Whoever predicted the death of the book couldn’t have been more wrong. There are more books around today than ever before — so many, in fact, that a whole genre of books about reading has emerged just to help us make sense of them all. This genre has, in the last few years, developed so rapidly that a new example seems to appear on the shelves every month. I recently had the pleasure of reviewing 13 Ways of Looking at the Novel by Jane Smiley, in which, stymied by the frustrations of her latest work, Smiley recounts her decision to shut down her laptop, put her feet up, and re-read 100 of her all-time favorite novels. Francine Prose, like Jane Smiley, is perhaps best known as a fiction writer — she’s the author of The Blue Angel and Household Saints, among other well-received novels — so my initial concern was that, coming so close on the heels of the Smiley book, Reading Like a Writer might be redundant. I needn’t have worried. Not enough can be said about the way we read, and how it connects not only to the way we write, but also to the way we live.
Reading Like a Writer is a detail-oriented meditation on the subtle and undervalued craft of good reading. While many of us are proud of reading regularly, voraciously, or eclectically, how many of us really pay close attention to what we read? How many of us know how to read well? In this increasingly fast-paced, image-driven culture, it’s generally taken for granted that, as long as you can read and write well enough to function in the world, as long as you can read the newspaper and road signs, send text messages and e-mails, you’re pretty much all set. As Francine Prose reminds us, however, advanced reading skills don’t come naturally, but are acquired gradually, through constant and careful practice, much like learning to play a musical instrument, with ever more intricate variations.
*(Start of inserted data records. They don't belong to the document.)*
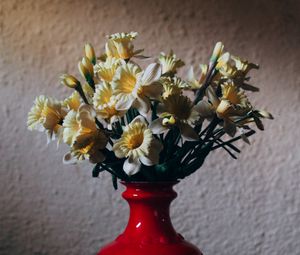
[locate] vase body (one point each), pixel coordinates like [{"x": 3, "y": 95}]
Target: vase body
[{"x": 149, "y": 230}]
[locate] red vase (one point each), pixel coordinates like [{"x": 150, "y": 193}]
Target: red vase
[{"x": 149, "y": 230}]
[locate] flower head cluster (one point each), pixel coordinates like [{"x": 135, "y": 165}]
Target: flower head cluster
[{"x": 142, "y": 124}]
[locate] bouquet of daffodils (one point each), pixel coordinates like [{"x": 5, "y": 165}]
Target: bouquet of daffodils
[{"x": 149, "y": 125}]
The book’s main course is a gourmet dinner of advice about close reading. Each chapter is devoted to a particular element of style, from words and sentences to paragraphs, narration, character, dialogue, details, and gesture. Points are illustrated with the ample help of personal anecdotes, biographical vignettes, and lots of extracts and quotations from an egalitarian roster of authors, from the acknowledged “greats” (James Joyce, George Eliot, Virginia Woolf) to the less well-known and, according to Prose, considerably undervalued (John Le Carré, Henry Green, Heinrich von Kleist). These extracts, while lengthy, serve to remind us how much we can learn when we give good writing the attention it deserves, and how subtle and discreet skilful prose has to be.
Dessert is two chapters: one on how to learn from Chekhov, and another on how reading can bring you courage in your own writing, plus a list of “Books to Be Read Immediately.” Don’t let this commanding tone make you think Francine Prose is a stern, Lynne Truss-type fuddy duddy, exasperatedly throwing up her hands at the bad habits of today’s readers and writers — not at all. It’s just that she truly believes that reading is a craft, with certain pleasures associated with it, and that, like all crafts, it should be practiced both for its own sake, and to give you strength and courage to write yourself. Most importantly, perhaps, she reminds us that reading and writing aren’t separate skills but integral to one another, and (as long as you continue to write regularly), the more you read, and the more carefully you read, the better your own writing will become.
Note: A portion of this review was published in Readers Delight: 2006 in Books, PopMatters, 17 January 2007.